​What's the most popular Linux of them all? - CrankyBear
https://www.zdnet.com/article/whats-the-most-popular-linux-of-them-all/
======
navjack27
I've been playing with different Linux distros over the years for different
purposes.

Folding@home is best on Ubuntu with some Linux kernel changes (build it
yourself for server and throughput optimizations)

Normal use, that's a hard one, Ubuntu is usable, all the Google searches for
help zero in on Debian, mainly Ubuntu, package management and repository.
Right now I've been installing Manjaro Architect on my laptop and the tweak
ability is great to a fault... The fault is changing and installing things to
the point of having to install again and then get the packages again that you
used most straight from the beginning in order to not confuse and clutter the
OS.

On laptops with small SSDs I pretty much think that using a file system that
has default zlib compression and deduplication enabled is a must (btrfs or
zfs) and it does not slow down my laptop at all (8250u 8gb ddr4 128g m.2 SATA
SSD)

The most usable Linux would be a Ubuntu package management compatible Manjaro
Deepin hybrid that uses BTRFS as default. Manjaro Architect with Deepin worked
with no changes to support my Drobo5N and Windows network. But BTRFS didn't
work with swapfile with the installer so I had to use ext4. A hybrid Manjaro
Architect with Deepin Ubuntu installer with a graphical advanced partition
configuration manager would be great!

Edit: oh, full screen vsync and multiple video codec VPU acceleration is
required.

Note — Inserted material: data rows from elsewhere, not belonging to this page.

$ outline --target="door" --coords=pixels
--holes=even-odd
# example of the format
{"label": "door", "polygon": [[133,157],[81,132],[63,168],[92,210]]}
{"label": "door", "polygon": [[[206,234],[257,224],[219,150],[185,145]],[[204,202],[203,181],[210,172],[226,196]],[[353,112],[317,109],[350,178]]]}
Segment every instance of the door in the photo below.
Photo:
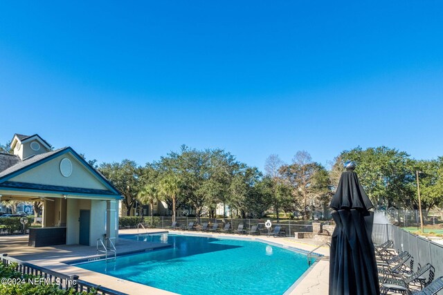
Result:
{"label": "door", "polygon": [[78,243],[89,245],[89,226],[91,224],[91,211],[89,210],[80,210],[80,234]]}

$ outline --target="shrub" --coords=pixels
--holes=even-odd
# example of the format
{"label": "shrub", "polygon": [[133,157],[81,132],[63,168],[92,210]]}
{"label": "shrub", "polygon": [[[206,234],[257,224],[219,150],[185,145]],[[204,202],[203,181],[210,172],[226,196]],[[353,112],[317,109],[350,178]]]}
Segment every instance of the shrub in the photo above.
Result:
{"label": "shrub", "polygon": [[138,216],[122,216],[118,218],[118,225],[123,227],[136,227],[141,222],[141,218]]}
{"label": "shrub", "polygon": [[160,224],[159,217],[145,217],[143,222],[147,223],[149,227],[155,227]]}

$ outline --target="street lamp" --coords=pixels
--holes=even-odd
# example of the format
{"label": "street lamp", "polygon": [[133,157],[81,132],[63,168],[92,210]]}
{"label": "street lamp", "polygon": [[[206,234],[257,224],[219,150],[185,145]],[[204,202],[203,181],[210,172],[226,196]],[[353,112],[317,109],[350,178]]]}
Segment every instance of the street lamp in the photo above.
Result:
{"label": "street lamp", "polygon": [[422,229],[422,233],[424,234],[424,229],[423,228],[423,213],[422,213],[422,199],[420,199],[420,184],[418,181],[418,173],[421,173],[418,170],[415,171],[415,175],[417,179],[417,194],[418,195],[418,209],[420,213],[420,229]]}

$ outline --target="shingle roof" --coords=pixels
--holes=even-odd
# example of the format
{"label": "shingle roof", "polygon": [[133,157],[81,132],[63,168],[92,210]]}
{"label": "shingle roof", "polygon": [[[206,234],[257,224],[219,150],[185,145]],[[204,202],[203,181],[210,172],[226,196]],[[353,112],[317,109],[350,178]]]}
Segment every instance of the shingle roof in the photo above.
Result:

Tearing sucks and ability to play 4k YouTube with little to no
dropped frames.

------
parvenu74
Linux is the kernel... so shouldn't the question be "What's the most popular
operating system distribution built on a linux kernel?" Even at that point you
have to specify whether Ubuntu and it's progeny are all considered Debian
distros or their own thing; if the former, then is Debian its own thing or a
development of SLS?